Harry leaned back in his chair and shook his head slowly from side to side. “Oh, no,” he said quietly. “I’ve gone along with you on a lot of things, Jim, but this time you’ve gone too far. Destroying Lambert is an obsession with you. Leave it alone, Jim. We have all the business we can handle now. Why go on with this when you know it will ruin us?”
“Why? You have to ask why?” Jim Bolen stared at his brother as if baffled by the question. “For God’s sake, Harry, he killed our father! Isn’t that reason enough?”
Harry brushed the words aside. “We don’t know that,” he said. “The witnesses at the inquest were all—”
“—bought off by Sam Lambert!” Jim Bolen snarled. “You know it and I know it. And what about our mother?”
“Oh, for God’s sake, Jim, she would have died anyway. The doctor made that very plain, so don’t try to blame Lambert for that. Besides, it was a long time ago. It’s over; let it go.”
“Christ! You’re just as soft as Laura. Has Lambert been getting at you as well?”
Harry regarded his brother stonily. There was no reasoning with him on this subject; he’d been foolish even to try. He tried
another tack. “Look, Jim, forget Lambert for a minute. Think of the business. Now is not the time to be over-extended, and we’ll be in over our heads if you go ahead with this scheme. Let Lambert take this one on. It’s too risky for us. Besides, he’ll probably outbid you anyway.”
Jim Bolen smiled. “Not a chance,” he said.
“You don’t know that,” said Harry irritably. He could barely restrain himself from leaning across the table to wipe the smug look from his brother’s face.
“But I do, Harry. I do.”
“How?”
The smile on Jim Bolen’s face deepened as he tapped the side of his nose with a forefinger. “Never mind how I know, Harry, boy. But you can take my word for it, I know!”
“I wouldn’t take your word for the time of day, at the moment,” snapped Harry. “Besides, where’s the money coming from? Tell me that.”
“We have the money.”
Harry became very still, and suddenly felt cold. “What do you mean, we have the money?” he breathed. “What have you done?”
Jim remained silent for a moment. “Mortgaged the house,” he said at last. Harry frowned. Brookside was worth at least seven hundred thousand, but that was nowhere near enough. “And the Bolen Building,” his brother added. “And the banks are prepared to back us.”
“Using what for collateral?” Harry scoffed. It would take more than the house and their office building to swing the Ockrington deal.
Jim Bolen leaned back in his chair and smiled again. “Bolen Brothers,” he said softly.
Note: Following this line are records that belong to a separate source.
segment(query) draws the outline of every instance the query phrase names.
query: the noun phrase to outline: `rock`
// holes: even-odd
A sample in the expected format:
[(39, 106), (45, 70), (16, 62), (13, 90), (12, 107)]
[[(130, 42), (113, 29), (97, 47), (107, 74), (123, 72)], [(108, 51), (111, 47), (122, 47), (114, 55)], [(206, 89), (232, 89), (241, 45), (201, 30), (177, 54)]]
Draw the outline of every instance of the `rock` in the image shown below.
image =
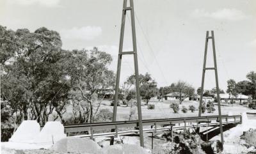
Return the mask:
[(134, 144), (116, 144), (103, 148), (100, 154), (149, 154), (148, 150)]
[(40, 125), (35, 120), (23, 121), (9, 139), (11, 142), (31, 142), (40, 131)]

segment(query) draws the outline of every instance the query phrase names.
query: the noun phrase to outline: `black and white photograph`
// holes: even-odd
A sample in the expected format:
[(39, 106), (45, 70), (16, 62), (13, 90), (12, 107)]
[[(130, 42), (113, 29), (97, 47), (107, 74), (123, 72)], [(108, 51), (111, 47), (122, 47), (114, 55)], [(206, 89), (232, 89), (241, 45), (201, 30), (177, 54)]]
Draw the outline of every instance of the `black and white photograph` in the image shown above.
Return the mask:
[(0, 0), (2, 154), (256, 154), (255, 0)]

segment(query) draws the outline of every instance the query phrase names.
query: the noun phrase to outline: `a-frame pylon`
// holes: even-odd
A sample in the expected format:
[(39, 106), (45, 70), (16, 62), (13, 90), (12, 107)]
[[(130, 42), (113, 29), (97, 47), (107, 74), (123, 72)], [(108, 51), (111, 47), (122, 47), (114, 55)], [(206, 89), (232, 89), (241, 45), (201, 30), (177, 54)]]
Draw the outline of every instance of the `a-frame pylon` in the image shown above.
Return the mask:
[[(214, 59), (214, 67), (206, 68), (205, 65), (206, 65), (206, 58), (207, 58), (207, 54), (208, 40), (209, 39), (212, 40), (212, 43), (213, 59)], [(211, 36), (209, 36), (209, 31), (206, 32), (205, 47), (205, 51), (204, 51), (204, 68), (203, 68), (203, 75), (202, 75), (202, 84), (201, 84), (200, 100), (200, 104), (199, 104), (198, 116), (201, 116), (202, 104), (203, 102), (204, 78), (205, 78), (205, 70), (214, 70), (215, 71), (215, 80), (216, 80), (216, 90), (217, 90), (218, 109), (219, 120), (220, 120), (220, 130), (221, 142), (222, 142), (222, 144), (224, 144), (224, 142), (223, 142), (223, 128), (222, 128), (221, 111), (220, 102), (220, 88), (219, 88), (219, 82), (218, 82), (218, 79), (217, 62), (216, 62), (216, 51), (215, 51), (214, 35), (213, 31), (211, 31)]]
[[(125, 15), (127, 11), (128, 10), (131, 12), (133, 51), (123, 52), (123, 44), (124, 44), (123, 43), (124, 43), (124, 27), (125, 23)], [(136, 47), (136, 38), (135, 33), (135, 22), (134, 22), (133, 0), (130, 0), (130, 6), (127, 6), (127, 0), (124, 0), (123, 13), (122, 16), (122, 24), (121, 24), (121, 33), (120, 33), (120, 38), (119, 42), (118, 60), (117, 63), (116, 79), (115, 89), (115, 93), (114, 109), (113, 112), (113, 119), (112, 119), (113, 121), (115, 121), (116, 119), (116, 109), (117, 109), (117, 102), (118, 101), (118, 90), (119, 90), (120, 75), (121, 71), (122, 56), (125, 54), (133, 54), (134, 56), (135, 79), (136, 79), (135, 86), (136, 91), (138, 117), (139, 128), (140, 128), (140, 146), (144, 147), (143, 126), (141, 122), (142, 118), (141, 118), (141, 109), (140, 87), (139, 87), (139, 71), (138, 68), (137, 47)], [(116, 132), (117, 132), (116, 126), (115, 130)]]

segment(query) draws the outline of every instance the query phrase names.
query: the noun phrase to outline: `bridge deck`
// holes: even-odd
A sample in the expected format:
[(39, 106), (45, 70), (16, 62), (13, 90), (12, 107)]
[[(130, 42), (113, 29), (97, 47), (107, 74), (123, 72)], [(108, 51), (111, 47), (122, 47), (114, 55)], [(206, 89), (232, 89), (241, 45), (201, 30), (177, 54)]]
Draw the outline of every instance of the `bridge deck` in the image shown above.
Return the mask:
[[(241, 122), (241, 115), (221, 116), (221, 119), (224, 119), (223, 123), (228, 123), (230, 121), (232, 123)], [(176, 123), (200, 123), (200, 122), (211, 122), (209, 125), (218, 125), (218, 116), (201, 116), (201, 117), (186, 117), (186, 118), (168, 118), (168, 119), (143, 119), (142, 120), (142, 124), (143, 126), (157, 126), (157, 125), (175, 125)], [(217, 121), (217, 122), (215, 122)], [(133, 121), (121, 121), (115, 122), (102, 122), (102, 123), (83, 123), (83, 124), (74, 124), (74, 125), (65, 125), (65, 132), (78, 132), (84, 131), (90, 131), (91, 130), (106, 130), (115, 128), (115, 126), (117, 128), (134, 128), (138, 127), (138, 121), (136, 120)], [(189, 126), (182, 126), (188, 127)], [(192, 126), (190, 126), (192, 127)], [(178, 128), (178, 127), (173, 127), (174, 128)], [(163, 130), (170, 129), (168, 127), (163, 127)], [(153, 128), (155, 130), (155, 128)], [(161, 128), (158, 128), (161, 130)], [(148, 131), (150, 129), (148, 129)], [(137, 132), (138, 130), (132, 130), (134, 132)], [(129, 132), (133, 132), (129, 131)], [(147, 131), (145, 130), (145, 131)], [(127, 132), (127, 131), (124, 131)], [(121, 132), (120, 132), (121, 133)], [(126, 133), (126, 132), (125, 132)], [(111, 132), (110, 134), (115, 134), (115, 132)], [(93, 136), (95, 134), (93, 135)]]

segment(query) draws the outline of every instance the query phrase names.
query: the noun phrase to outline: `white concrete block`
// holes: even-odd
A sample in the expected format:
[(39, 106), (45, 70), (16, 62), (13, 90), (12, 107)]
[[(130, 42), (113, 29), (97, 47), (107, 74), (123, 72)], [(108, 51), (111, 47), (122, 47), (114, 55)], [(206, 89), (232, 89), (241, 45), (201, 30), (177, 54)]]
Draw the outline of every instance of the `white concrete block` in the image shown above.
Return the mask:
[(12, 137), (9, 139), (9, 141), (29, 142), (39, 134), (40, 131), (40, 127), (36, 121), (23, 121)]
[(48, 121), (35, 139), (34, 142), (37, 144), (56, 143), (66, 137), (67, 135), (64, 134), (64, 127), (60, 121)]

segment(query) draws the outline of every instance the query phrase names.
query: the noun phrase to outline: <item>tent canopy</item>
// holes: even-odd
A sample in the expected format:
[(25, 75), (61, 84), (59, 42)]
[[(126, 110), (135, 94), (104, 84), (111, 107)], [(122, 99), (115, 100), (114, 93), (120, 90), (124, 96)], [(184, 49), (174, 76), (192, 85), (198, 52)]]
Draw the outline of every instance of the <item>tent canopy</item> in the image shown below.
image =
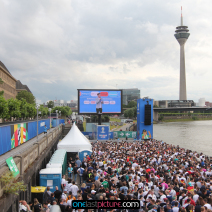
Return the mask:
[(75, 123), (65, 138), (58, 143), (57, 149), (65, 149), (67, 152), (92, 152), (90, 141), (80, 132)]

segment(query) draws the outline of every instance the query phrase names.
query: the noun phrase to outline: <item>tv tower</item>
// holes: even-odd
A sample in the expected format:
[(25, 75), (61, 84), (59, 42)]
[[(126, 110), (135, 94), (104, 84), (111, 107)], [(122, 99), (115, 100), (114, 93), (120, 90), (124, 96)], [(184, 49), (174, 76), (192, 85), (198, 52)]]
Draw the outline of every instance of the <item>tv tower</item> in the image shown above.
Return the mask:
[(185, 71), (185, 51), (184, 46), (190, 35), (188, 33), (188, 27), (183, 26), (183, 15), (181, 7), (181, 25), (176, 27), (174, 34), (175, 38), (180, 44), (180, 96), (179, 100), (187, 100), (187, 91), (186, 91), (186, 71)]

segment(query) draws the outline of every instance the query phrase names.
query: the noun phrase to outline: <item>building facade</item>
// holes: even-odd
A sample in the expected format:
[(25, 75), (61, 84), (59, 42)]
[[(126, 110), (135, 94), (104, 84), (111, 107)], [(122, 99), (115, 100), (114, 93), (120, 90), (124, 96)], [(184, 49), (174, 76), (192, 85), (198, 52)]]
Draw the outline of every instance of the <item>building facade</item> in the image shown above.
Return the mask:
[(132, 100), (140, 99), (140, 90), (138, 88), (122, 89), (122, 104), (128, 105)]
[(66, 101), (66, 100), (53, 100), (54, 102), (54, 107), (57, 106), (68, 106), (71, 108), (77, 107), (78, 102), (77, 100), (71, 100), (71, 101)]
[(23, 85), (20, 80), (17, 80), (17, 82), (16, 82), (16, 91), (17, 91), (17, 93), (19, 93), (21, 91), (28, 91), (28, 92), (32, 93), (30, 91), (30, 89), (28, 88), (28, 86)]
[(4, 91), (4, 98), (15, 98), (16, 92), (16, 79), (12, 76), (6, 66), (0, 61), (0, 78), (3, 84), (0, 84), (0, 91)]

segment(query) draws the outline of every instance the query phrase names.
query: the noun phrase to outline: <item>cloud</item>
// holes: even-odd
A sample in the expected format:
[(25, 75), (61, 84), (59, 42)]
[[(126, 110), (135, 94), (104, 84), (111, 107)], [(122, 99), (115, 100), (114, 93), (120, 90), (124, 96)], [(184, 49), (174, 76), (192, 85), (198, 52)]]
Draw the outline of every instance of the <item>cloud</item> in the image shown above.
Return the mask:
[[(40, 102), (77, 99), (78, 88), (132, 88), (178, 99), (183, 5), (187, 96), (212, 101), (209, 0), (2, 0), (0, 60)], [(192, 5), (192, 7), (190, 6)]]

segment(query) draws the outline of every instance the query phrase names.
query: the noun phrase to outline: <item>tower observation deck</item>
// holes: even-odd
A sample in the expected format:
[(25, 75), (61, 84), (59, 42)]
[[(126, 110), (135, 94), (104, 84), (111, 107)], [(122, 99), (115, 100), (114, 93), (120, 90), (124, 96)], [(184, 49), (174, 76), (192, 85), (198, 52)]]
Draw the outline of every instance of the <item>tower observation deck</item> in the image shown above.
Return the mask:
[(175, 38), (180, 44), (180, 92), (179, 100), (187, 100), (186, 91), (186, 70), (185, 70), (185, 43), (190, 35), (188, 27), (183, 25), (182, 7), (181, 7), (181, 25), (176, 27)]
Harry could feel the blood draining from his face, and it seemed as if his veins were filled with ice. “You’ve no right!” he whispered hoarsely. “Damn you, Jim!” His open palm hit the table like a pistol shot, and a woman at an adjoining table jumped and spilled her
soup. Leonardo, at his post beside the door, started forward, then thought better of it when he saw the look on Harry’s face. He turned away and busied himself with menus.
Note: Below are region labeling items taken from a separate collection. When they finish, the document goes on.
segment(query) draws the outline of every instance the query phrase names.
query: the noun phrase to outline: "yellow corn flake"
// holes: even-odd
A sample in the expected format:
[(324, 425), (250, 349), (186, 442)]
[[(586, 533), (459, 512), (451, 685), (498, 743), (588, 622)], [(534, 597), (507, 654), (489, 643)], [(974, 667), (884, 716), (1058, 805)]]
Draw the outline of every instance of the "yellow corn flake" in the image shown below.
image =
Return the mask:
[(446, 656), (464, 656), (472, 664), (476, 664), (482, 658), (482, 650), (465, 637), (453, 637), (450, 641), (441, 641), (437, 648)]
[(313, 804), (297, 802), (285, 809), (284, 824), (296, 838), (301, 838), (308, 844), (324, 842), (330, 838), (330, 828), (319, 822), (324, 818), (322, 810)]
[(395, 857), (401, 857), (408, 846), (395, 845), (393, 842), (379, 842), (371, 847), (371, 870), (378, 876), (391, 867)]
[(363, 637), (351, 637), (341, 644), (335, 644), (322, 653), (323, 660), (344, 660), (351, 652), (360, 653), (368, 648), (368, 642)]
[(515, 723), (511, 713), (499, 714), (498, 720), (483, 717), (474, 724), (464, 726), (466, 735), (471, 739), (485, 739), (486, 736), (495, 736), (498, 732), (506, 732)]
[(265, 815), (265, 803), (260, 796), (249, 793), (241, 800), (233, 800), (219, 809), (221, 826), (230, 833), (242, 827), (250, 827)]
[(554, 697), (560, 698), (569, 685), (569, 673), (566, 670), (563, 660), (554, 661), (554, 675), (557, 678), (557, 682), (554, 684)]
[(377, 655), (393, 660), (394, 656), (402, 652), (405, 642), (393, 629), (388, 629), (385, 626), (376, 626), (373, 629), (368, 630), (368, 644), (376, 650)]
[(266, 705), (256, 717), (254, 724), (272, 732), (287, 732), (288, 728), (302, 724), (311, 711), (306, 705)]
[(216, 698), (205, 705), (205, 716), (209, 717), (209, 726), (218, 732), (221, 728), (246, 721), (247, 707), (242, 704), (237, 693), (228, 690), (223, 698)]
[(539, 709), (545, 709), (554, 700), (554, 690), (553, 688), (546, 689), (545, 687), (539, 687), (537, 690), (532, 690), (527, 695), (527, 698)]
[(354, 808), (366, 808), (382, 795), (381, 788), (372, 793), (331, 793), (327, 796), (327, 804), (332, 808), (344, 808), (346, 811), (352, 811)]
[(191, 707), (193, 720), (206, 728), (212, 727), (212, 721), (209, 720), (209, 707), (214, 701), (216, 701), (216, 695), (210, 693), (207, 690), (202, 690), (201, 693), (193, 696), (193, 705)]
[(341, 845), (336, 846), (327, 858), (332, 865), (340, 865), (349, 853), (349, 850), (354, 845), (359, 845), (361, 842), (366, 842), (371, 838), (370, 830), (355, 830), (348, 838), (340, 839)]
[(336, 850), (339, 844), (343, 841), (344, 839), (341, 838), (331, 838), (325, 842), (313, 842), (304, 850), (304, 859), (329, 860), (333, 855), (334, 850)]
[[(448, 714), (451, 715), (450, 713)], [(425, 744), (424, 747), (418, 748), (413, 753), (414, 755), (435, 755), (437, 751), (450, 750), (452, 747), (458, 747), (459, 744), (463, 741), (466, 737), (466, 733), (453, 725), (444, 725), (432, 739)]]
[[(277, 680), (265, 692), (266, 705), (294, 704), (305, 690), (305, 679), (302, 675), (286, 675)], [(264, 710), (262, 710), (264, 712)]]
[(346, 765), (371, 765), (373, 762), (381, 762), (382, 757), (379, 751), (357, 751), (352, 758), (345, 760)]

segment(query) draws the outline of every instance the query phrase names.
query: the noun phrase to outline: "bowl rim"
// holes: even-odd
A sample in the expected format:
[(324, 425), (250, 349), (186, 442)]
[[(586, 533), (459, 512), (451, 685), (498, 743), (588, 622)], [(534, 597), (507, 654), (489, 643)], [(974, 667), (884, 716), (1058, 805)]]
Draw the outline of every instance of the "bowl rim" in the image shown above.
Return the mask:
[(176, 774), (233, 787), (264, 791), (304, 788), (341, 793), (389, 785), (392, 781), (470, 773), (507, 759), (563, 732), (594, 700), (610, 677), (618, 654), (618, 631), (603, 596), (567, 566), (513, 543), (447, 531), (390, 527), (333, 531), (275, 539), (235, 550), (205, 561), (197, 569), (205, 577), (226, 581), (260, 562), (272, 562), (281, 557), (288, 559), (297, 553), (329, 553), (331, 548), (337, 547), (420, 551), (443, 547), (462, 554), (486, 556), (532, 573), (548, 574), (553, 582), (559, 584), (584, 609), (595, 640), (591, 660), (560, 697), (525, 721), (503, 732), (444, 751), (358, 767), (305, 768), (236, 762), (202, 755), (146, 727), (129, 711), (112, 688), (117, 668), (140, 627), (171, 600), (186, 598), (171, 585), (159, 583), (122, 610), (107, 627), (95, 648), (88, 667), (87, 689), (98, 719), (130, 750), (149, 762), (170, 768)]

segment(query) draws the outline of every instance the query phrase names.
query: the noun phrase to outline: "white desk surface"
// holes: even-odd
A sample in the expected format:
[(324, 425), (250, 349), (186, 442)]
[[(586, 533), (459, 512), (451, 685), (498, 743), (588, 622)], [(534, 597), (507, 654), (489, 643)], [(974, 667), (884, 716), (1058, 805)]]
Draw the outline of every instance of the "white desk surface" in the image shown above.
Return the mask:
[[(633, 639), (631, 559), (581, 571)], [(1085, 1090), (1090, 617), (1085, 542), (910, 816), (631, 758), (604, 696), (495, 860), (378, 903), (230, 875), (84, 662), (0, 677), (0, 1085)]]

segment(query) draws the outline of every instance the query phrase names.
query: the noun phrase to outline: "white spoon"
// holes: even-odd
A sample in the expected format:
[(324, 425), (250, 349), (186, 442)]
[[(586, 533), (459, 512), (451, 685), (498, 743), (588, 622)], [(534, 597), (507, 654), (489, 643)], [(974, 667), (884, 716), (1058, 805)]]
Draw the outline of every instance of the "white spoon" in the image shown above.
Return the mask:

Harry rose slowly to his feet, his face white with anger. “You’re out of your mind,” he said contemptuously. “This thing with Lambert has scrambled your brains, and I’m not going to stand by and see you destroy the business we’ve worked so hard to build. I’m going to stop you, Jim. By God, I’ll stop you dead!” Harry thrust the chair back so hard that it fell and spun across the floor. The hum of conversation died, and every eye in the room followed him as he strode toward the door.